Under the long-term deal, Sony BMG will work closely with Starwood to create in-house song playlists, digital music stores, in-room TV offerings, customized compilation albums, live entertainment experiences and more.
The program will be implemented in such U.S. Starwood hotels as Sheraton, W Hotels, Westin, Four Points, Le Meridien, St. Regis and Luxury Collection brands. A global expansion is planned before year's end.
"The appealing thing for Sony BMG is that we can help expose our guests to their different artists," said Rod Mano, senior director of entertainment strategy at Starwood. "People can be in a hotel for several days at a time, so they have more time to explore new music."
The first part of the initiative is to create custom song playlists that cater to the vibe of each hotel. The playlists, which include but are not limited to Sony BMG artists, will be heard throughout each Starwood hotel property.

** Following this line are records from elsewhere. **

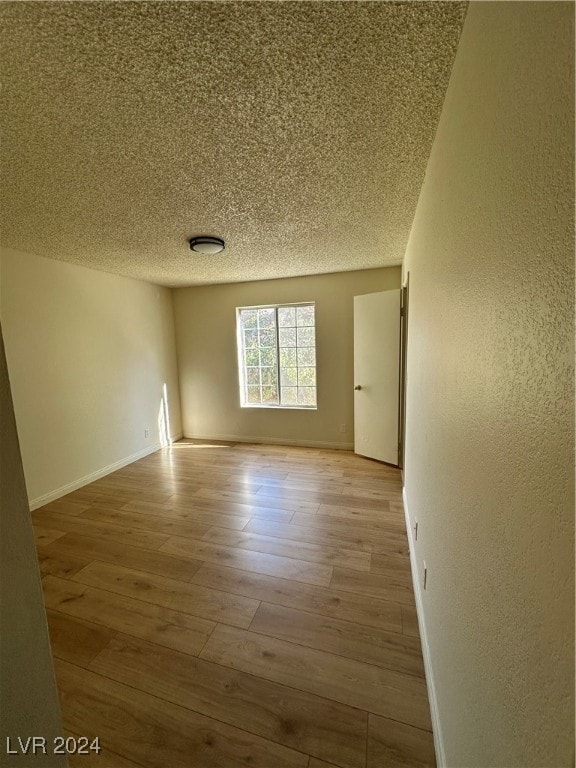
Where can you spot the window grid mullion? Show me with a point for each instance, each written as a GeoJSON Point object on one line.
{"type": "Point", "coordinates": [278, 355]}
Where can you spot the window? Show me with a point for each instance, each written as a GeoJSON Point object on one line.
{"type": "Point", "coordinates": [277, 356]}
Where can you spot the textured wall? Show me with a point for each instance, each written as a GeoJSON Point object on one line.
{"type": "Point", "coordinates": [489, 465]}
{"type": "Point", "coordinates": [88, 355]}
{"type": "Point", "coordinates": [28, 696]}
{"type": "Point", "coordinates": [208, 361]}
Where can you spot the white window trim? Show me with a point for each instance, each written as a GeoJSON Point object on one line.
{"type": "Point", "coordinates": [241, 367]}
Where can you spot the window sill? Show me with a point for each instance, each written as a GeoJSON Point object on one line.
{"type": "Point", "coordinates": [280, 407]}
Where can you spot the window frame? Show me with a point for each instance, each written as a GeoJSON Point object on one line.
{"type": "Point", "coordinates": [241, 359]}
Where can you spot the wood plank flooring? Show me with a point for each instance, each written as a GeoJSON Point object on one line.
{"type": "Point", "coordinates": [237, 605]}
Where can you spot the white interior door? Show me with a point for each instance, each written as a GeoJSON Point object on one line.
{"type": "Point", "coordinates": [376, 375]}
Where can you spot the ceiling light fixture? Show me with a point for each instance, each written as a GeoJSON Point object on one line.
{"type": "Point", "coordinates": [206, 244]}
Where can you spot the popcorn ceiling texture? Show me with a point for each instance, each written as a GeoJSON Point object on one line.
{"type": "Point", "coordinates": [298, 131]}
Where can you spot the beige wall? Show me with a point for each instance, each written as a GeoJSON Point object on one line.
{"type": "Point", "coordinates": [28, 696]}
{"type": "Point", "coordinates": [208, 362]}
{"type": "Point", "coordinates": [88, 354]}
{"type": "Point", "coordinates": [489, 464]}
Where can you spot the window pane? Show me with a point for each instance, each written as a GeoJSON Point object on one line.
{"type": "Point", "coordinates": [288, 358]}
{"type": "Point", "coordinates": [251, 357]}
{"type": "Point", "coordinates": [306, 395]}
{"type": "Point", "coordinates": [248, 318]}
{"type": "Point", "coordinates": [305, 316]}
{"type": "Point", "coordinates": [268, 357]}
{"type": "Point", "coordinates": [286, 316]}
{"type": "Point", "coordinates": [253, 377]}
{"type": "Point", "coordinates": [288, 377]}
{"type": "Point", "coordinates": [250, 338]}
{"type": "Point", "coordinates": [306, 377]}
{"type": "Point", "coordinates": [269, 376]}
{"type": "Point", "coordinates": [289, 396]}
{"type": "Point", "coordinates": [267, 337]}
{"type": "Point", "coordinates": [306, 356]}
{"type": "Point", "coordinates": [264, 347]}
{"type": "Point", "coordinates": [266, 318]}
{"type": "Point", "coordinates": [287, 337]}
{"type": "Point", "coordinates": [253, 394]}
{"type": "Point", "coordinates": [305, 337]}
{"type": "Point", "coordinates": [269, 395]}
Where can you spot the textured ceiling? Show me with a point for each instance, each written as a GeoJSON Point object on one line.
{"type": "Point", "coordinates": [298, 131]}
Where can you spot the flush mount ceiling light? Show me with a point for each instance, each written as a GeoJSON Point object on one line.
{"type": "Point", "coordinates": [207, 244]}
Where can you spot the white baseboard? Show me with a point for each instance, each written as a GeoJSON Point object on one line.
{"type": "Point", "coordinates": [39, 501]}
{"type": "Point", "coordinates": [434, 712]}
{"type": "Point", "coordinates": [274, 441]}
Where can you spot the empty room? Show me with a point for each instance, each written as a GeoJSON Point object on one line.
{"type": "Point", "coordinates": [287, 420]}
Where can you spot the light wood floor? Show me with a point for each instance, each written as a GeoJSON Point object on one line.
{"type": "Point", "coordinates": [237, 605]}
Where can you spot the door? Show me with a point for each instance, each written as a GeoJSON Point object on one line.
{"type": "Point", "coordinates": [377, 375]}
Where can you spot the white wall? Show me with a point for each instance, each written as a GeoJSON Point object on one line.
{"type": "Point", "coordinates": [208, 361]}
{"type": "Point", "coordinates": [489, 461]}
{"type": "Point", "coordinates": [88, 356]}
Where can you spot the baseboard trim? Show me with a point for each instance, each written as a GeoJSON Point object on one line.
{"type": "Point", "coordinates": [434, 712]}
{"type": "Point", "coordinates": [275, 441]}
{"type": "Point", "coordinates": [39, 501]}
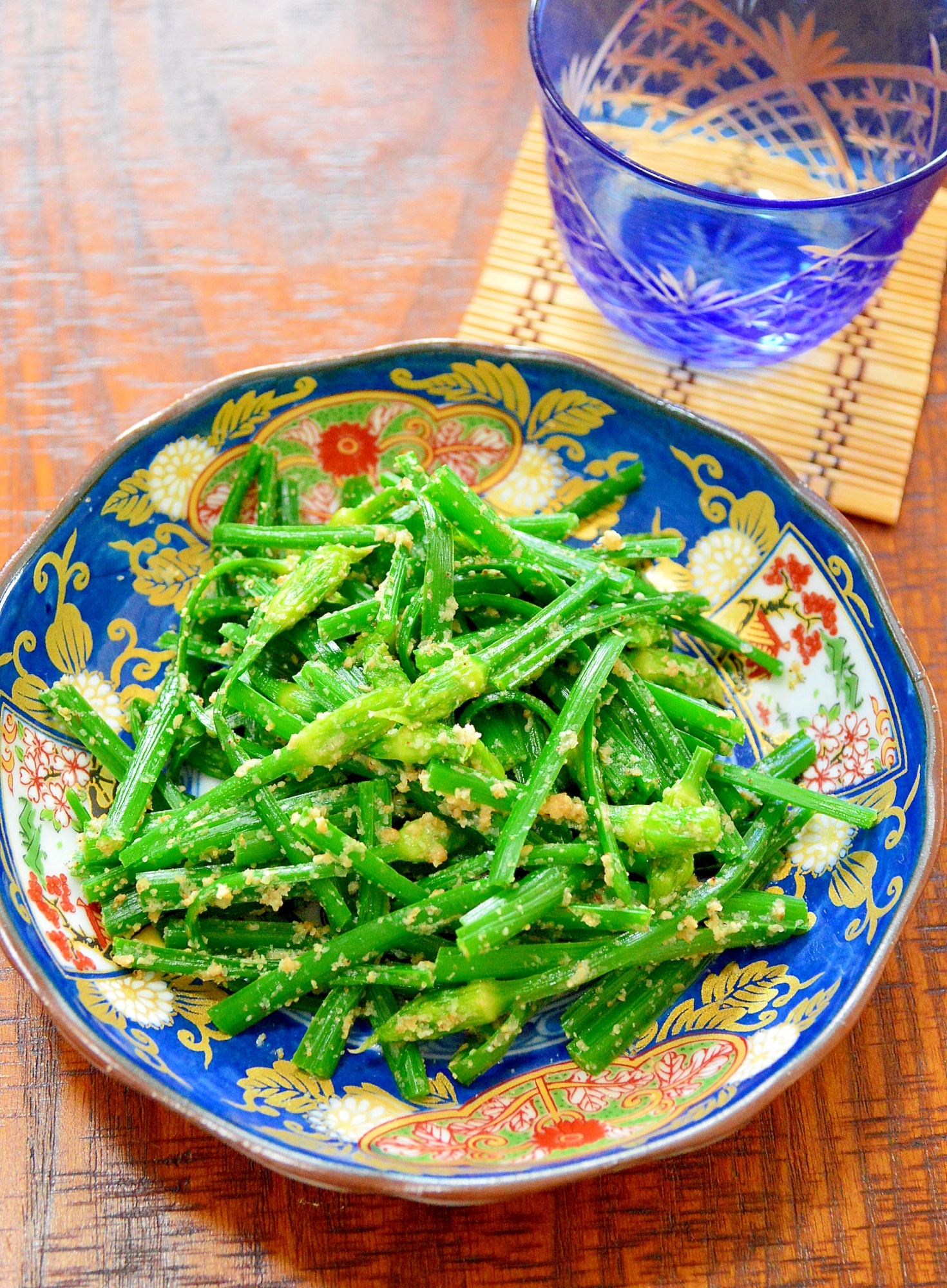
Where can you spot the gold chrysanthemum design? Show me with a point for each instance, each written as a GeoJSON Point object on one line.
{"type": "Point", "coordinates": [721, 561]}
{"type": "Point", "coordinates": [175, 472]}
{"type": "Point", "coordinates": [100, 695]}
{"type": "Point", "coordinates": [350, 1117]}
{"type": "Point", "coordinates": [765, 1048]}
{"type": "Point", "coordinates": [821, 844]}
{"type": "Point", "coordinates": [533, 482]}
{"type": "Point", "coordinates": [141, 999]}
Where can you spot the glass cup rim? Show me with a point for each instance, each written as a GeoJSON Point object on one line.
{"type": "Point", "coordinates": [691, 190]}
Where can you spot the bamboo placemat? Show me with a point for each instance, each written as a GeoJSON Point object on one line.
{"type": "Point", "coordinates": [843, 417]}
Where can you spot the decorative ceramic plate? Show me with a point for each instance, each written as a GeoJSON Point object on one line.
{"type": "Point", "coordinates": [108, 574]}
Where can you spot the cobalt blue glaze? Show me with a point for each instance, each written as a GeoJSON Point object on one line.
{"type": "Point", "coordinates": [816, 983]}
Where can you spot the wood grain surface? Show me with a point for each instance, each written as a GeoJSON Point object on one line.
{"type": "Point", "coordinates": [190, 189]}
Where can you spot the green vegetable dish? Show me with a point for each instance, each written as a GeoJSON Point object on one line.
{"type": "Point", "coordinates": [459, 771]}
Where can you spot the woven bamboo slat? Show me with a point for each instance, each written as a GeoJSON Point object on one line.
{"type": "Point", "coordinates": [843, 417]}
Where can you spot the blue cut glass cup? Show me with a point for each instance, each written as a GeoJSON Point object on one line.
{"type": "Point", "coordinates": [734, 180]}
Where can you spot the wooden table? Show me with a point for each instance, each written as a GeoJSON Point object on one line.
{"type": "Point", "coordinates": [193, 189]}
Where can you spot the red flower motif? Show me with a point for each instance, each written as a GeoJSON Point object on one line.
{"type": "Point", "coordinates": [349, 449]}
{"type": "Point", "coordinates": [825, 734]}
{"type": "Point", "coordinates": [823, 607]}
{"type": "Point", "coordinates": [468, 450]}
{"type": "Point", "coordinates": [39, 750]}
{"type": "Point", "coordinates": [796, 573]}
{"type": "Point", "coordinates": [569, 1134]}
{"type": "Point", "coordinates": [680, 1076]}
{"type": "Point", "coordinates": [55, 800]}
{"type": "Point", "coordinates": [33, 775]}
{"type": "Point", "coordinates": [808, 645]}
{"type": "Point", "coordinates": [73, 767]}
{"type": "Point", "coordinates": [211, 506]}
{"type": "Point", "coordinates": [60, 888]}
{"type": "Point", "coordinates": [823, 776]}
{"type": "Point", "coordinates": [61, 942]}
{"type": "Point", "coordinates": [35, 893]}
{"type": "Point", "coordinates": [856, 734]}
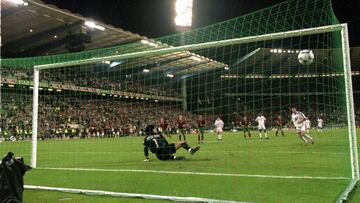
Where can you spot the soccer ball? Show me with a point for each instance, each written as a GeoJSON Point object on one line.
{"type": "Point", "coordinates": [306, 57]}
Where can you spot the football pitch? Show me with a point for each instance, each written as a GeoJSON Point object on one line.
{"type": "Point", "coordinates": [281, 169]}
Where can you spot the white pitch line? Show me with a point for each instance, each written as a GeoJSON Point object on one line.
{"type": "Point", "coordinates": [195, 173]}
{"type": "Point", "coordinates": [218, 151]}
{"type": "Point", "coordinates": [131, 195]}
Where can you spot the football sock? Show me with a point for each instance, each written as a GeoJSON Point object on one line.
{"type": "Point", "coordinates": [303, 138]}
{"type": "Point", "coordinates": [307, 136]}
{"type": "Point", "coordinates": [185, 146]}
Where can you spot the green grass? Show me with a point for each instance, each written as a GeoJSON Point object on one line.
{"type": "Point", "coordinates": [281, 156]}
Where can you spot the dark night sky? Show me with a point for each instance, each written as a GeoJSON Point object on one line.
{"type": "Point", "coordinates": [154, 18]}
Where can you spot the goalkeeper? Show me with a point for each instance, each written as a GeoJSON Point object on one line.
{"type": "Point", "coordinates": [159, 146]}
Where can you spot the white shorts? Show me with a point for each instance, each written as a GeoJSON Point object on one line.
{"type": "Point", "coordinates": [301, 128]}
{"type": "Point", "coordinates": [261, 127]}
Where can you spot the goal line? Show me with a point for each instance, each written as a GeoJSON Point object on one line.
{"type": "Point", "coordinates": [129, 195]}
{"type": "Point", "coordinates": [194, 173]}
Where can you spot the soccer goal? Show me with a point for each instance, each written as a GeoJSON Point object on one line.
{"type": "Point", "coordinates": [80, 117]}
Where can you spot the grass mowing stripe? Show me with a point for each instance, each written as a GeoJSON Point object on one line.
{"type": "Point", "coordinates": [133, 195]}
{"type": "Point", "coordinates": [195, 173]}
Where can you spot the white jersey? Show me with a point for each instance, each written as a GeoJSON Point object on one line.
{"type": "Point", "coordinates": [298, 119]}
{"type": "Point", "coordinates": [261, 122]}
{"type": "Point", "coordinates": [219, 123]}
{"type": "Point", "coordinates": [320, 122]}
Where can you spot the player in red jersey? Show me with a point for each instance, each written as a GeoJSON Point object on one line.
{"type": "Point", "coordinates": [246, 125]}
{"type": "Point", "coordinates": [181, 127]}
{"type": "Point", "coordinates": [164, 127]}
{"type": "Point", "coordinates": [201, 128]}
{"type": "Point", "coordinates": [279, 123]}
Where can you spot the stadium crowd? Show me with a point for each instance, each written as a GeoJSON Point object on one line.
{"type": "Point", "coordinates": [93, 80]}
{"type": "Point", "coordinates": [62, 116]}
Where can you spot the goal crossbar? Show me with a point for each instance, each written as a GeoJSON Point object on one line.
{"type": "Point", "coordinates": [193, 47]}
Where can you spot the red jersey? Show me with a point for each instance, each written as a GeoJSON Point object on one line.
{"type": "Point", "coordinates": [201, 123]}
{"type": "Point", "coordinates": [164, 125]}
{"type": "Point", "coordinates": [279, 122]}
{"type": "Point", "coordinates": [181, 123]}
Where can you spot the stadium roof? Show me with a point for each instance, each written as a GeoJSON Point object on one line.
{"type": "Point", "coordinates": [39, 29]}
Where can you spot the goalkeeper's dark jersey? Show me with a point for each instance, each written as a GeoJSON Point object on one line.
{"type": "Point", "coordinates": [153, 142]}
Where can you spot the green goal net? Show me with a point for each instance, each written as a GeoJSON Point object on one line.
{"type": "Point", "coordinates": [81, 117]}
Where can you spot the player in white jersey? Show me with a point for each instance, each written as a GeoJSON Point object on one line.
{"type": "Point", "coordinates": [320, 124]}
{"type": "Point", "coordinates": [298, 119]}
{"type": "Point", "coordinates": [307, 125]}
{"type": "Point", "coordinates": [261, 125]}
{"type": "Point", "coordinates": [219, 124]}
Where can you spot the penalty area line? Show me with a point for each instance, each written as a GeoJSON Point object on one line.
{"type": "Point", "coordinates": [194, 173]}
{"type": "Point", "coordinates": [128, 195]}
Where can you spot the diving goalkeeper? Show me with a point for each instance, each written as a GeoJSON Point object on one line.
{"type": "Point", "coordinates": [159, 146]}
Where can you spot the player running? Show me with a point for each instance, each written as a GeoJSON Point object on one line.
{"type": "Point", "coordinates": [181, 127]}
{"type": "Point", "coordinates": [164, 127]}
{"type": "Point", "coordinates": [158, 145]}
{"type": "Point", "coordinates": [298, 119]}
{"type": "Point", "coordinates": [246, 125]}
{"type": "Point", "coordinates": [279, 123]}
{"type": "Point", "coordinates": [320, 124]}
{"type": "Point", "coordinates": [219, 124]}
{"type": "Point", "coordinates": [261, 125]}
{"type": "Point", "coordinates": [307, 125]}
{"type": "Point", "coordinates": [201, 127]}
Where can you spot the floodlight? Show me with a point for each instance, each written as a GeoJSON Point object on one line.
{"type": "Point", "coordinates": [183, 9]}
{"type": "Point", "coordinates": [92, 24]}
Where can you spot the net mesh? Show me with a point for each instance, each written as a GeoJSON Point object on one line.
{"type": "Point", "coordinates": [120, 97]}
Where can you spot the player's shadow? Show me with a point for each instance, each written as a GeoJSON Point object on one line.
{"type": "Point", "coordinates": [197, 160]}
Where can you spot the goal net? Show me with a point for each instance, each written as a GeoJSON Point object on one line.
{"type": "Point", "coordinates": [81, 117]}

"The sound of Sheraton will be very different from the sound at St. Regis," said JJ Rosen, executive vp for Sony BMG's Commercial Music Group. A W Hotel visitor, Mano said, will more likely hear such artists as Imogen Heap, whereas Sheraton patrons will be exposed to the more "familiar" sounds of Bruce Springsteen. "Working in collaboration with Sony BMG, we're coming up with artists that fit each brand," Mano said.
Another goal is to create compilation CDs that will be sold at each hotel. A compilation already has been developed for W Hotels, priced at $20 and including such acts as Goldfrapp, Nina Simone, DJ Krush and Dirty Vegas. Sony BMG and Starwood will share revenue on each CD sold.
Starwood also is giving Sony BMG a free in-room TV channel that will be looped with about 60 minutes of artist interviews, shortform music videos and other exclusive programming. "We'll also have snippets of our longform concert videos that are sold on DVDs," Rosen said, noting that viewers will be given the option to purchase the full concerts via pay-per-view.
Finally, the program calls for live music at each hotel, which would be available as exclusive offerings to hotel guests and the public alike.
"When they open new hotels, for example, they often have press events and parties," Rosen said. The first concert under the agreement is a Wednesday performance by Train's Pat Monahan at Sheraton New York Hotel & Towers.
Mitchell Peters is a correspondent for Billboard.